As of 2005, archaeologists had identified 48 prehistoric sites on the Riddle property. Volunteers from the Oregon Archaeological Society have joined the Bureau of Land Management and the University Wisconsin–Milwaukee archeologists working on the site. Because the excavation sites are fragile, they are not open to the public.

== Location ==

To get to the Riddle Brothers Ranch from Burns, Oregon take State Highway 78. Travel southeast for approximately two miles. Turn right onto State Highway 205, and travel south for 60 mi to Frenchglen, Oregon. Continue on State Highway 205 through Frenchglen 9 mi to "P" Hill; then turn left on the Steens Mountain Loop Road. The turnoff to the Riddle brothers' ranch is approximately 18 mi from the State Highway 205 junction.

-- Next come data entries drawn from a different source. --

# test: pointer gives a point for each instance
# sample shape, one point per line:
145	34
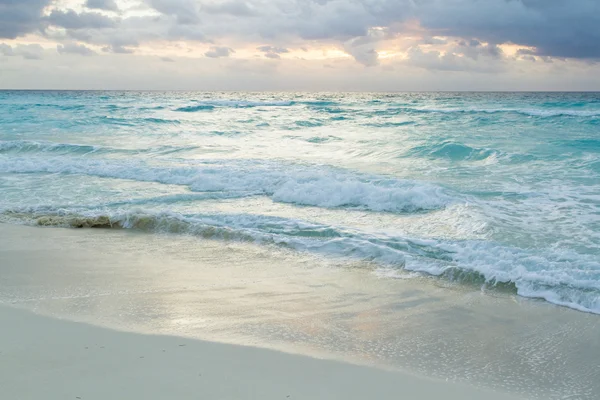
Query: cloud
185	11
218	52
74	48
554	27
71	20
20	17
272	51
27	51
106	5
234	8
469	57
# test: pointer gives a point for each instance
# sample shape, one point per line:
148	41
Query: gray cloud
71	20
27	51
218	52
74	48
235	7
272	49
555	28
185	11
272	52
19	17
106	5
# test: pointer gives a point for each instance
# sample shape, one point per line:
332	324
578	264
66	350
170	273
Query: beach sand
114	314
44	358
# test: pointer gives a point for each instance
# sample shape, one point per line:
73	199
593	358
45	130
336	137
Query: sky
310	45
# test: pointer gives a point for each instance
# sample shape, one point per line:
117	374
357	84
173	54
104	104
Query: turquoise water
483	187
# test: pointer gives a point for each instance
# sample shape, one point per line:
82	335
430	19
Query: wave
323	139
309	124
212	104
453	151
195	108
563	277
531	112
29	146
301	185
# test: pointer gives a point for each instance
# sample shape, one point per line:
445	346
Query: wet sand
387	334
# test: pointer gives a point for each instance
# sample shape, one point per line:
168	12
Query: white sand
243	294
43	358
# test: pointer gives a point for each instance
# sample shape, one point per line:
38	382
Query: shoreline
54	359
281	301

Because of its remote location, travelers should call the Bureau of Land Management's Burns Office to ensure the ranch is open before departing. The one-lane road to the Riddle Brothers Ranch is rough, especially during wet conditions but was significantly improved in 2016. The ranch access road is not recommended for travel trailers. The Bureau of Land Management recommends a high clearance vehicle be used when traveling to the ranch. Also, it is worth noting that cell phone service does not reach the Riddle Brothers Ranch area. However, local law enforcement officers visit the ranch periodically.

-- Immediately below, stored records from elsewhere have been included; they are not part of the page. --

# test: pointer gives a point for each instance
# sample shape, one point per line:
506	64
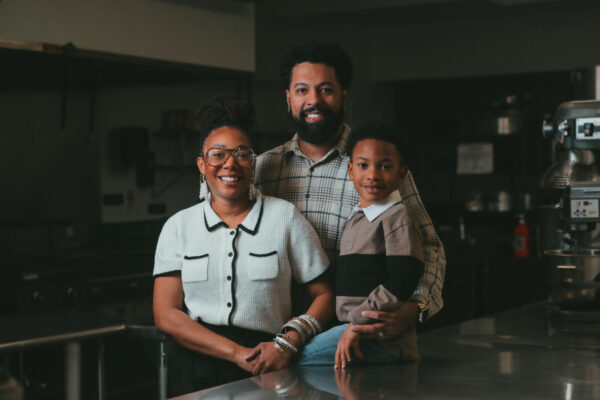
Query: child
381	256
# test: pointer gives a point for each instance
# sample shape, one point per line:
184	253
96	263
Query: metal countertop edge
63	337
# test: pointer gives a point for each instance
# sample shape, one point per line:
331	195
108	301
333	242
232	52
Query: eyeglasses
217	156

Caretakers are on site and the ranch is typically open for vehicle access from June - September, Wednesday-Sunday, 9am-5 pm, weather permitting. When closed to vehicle access, visitors can park their vehicles at the ranch gate and walk approximately 1.25 miles to the main cluster of buildings around the Fred Riddle house. Access by foot, bicycle, or horseback is always permitted. There is a public vault toilet at the ranch, and potable water from the hose spigots. Camping is not allowed on the property so visitors must leave in the evening before the caretaker locks the entrance gate at 5 pm. For those who want to camp in the area, the South Steens Campground is only three miles away.